Q. Last weekend you were coming in from Tokyo, so I'm not sure whether you got here in time. Roger was seeing all the powers that be, Wimbledon people were here, Tim was here. Did you get involved in those talks or did you arrive too late?
ANDY MURRAY: Arrived late. I saw Tim, the guys from Wimbledon, chatted to them briefly. I also spoke to Craig Tiley, as well, from the Australian Open just briefly. I bumped into them, asked them how the meetings had gone and stuff. I obviously spoke to the players as well.
It sounds like, you know, they went pretty well, which is good. Yeah, I didn't speak to anybody before the meetings, and I wasn't involved in any of them 'cause I got here the day after.
Q. So from your perspective it's all steam ahead now, the Australian Open is on, everything is fine, all those threats have gone away now?

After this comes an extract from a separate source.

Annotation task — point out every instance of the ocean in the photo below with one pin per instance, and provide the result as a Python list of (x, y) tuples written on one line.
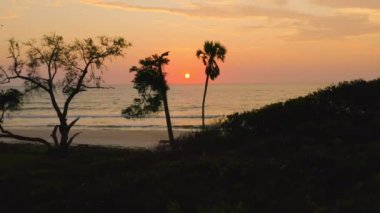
[(101, 108)]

ANDY MURRAY: Yeah, I hope so. I think the Australian Open has stepped up really well. They've obviously listened to the players and the ATP and have made a real effort to improve things.
You know, from my side, I never viewed striking at the Australian Open as a real option. From all the players I've spoken to so far, everyone's been very happy with the increases in the prize money and their plan over the next few years, as well. Hopefully that's something we won't need to worry about for a while.
Q. There's a couple more big events before the end of the season. Talk about your level of freshness and motivation at this stage.
ANDY MURRAY: Motivation's pretty high just now. Freshness could be better. It's not the same probably as it was at the beginning of the year. You seem to pick up a few more niggles here and there. I got sick in Tokyo last week. Hadn't been sick the whole year. Probably your immune system is slightly as well. There are a few things you pick up week to week.
But motivation for me is high. Like I say, I feel relaxed, maybe less pressure. I'm excited to be on the court. I'm enjoying practicing and enjoying playing the matches, so I'll try and finish the year well.
Q. In terms of winning another one, obviously there are different kinds of hard courts. Is the Australian Open as suitable for you as the US Open proved to be in terms of conditions?
ANDY MURRAY: I actually prefer the court at the Australian Open, the balls as well. I think that surface is probably a little bit better for me. I feel I played some of my best tennis there over the last few years.
I love the center court there. I like the conditions on it. Yeah, it's a good court for me.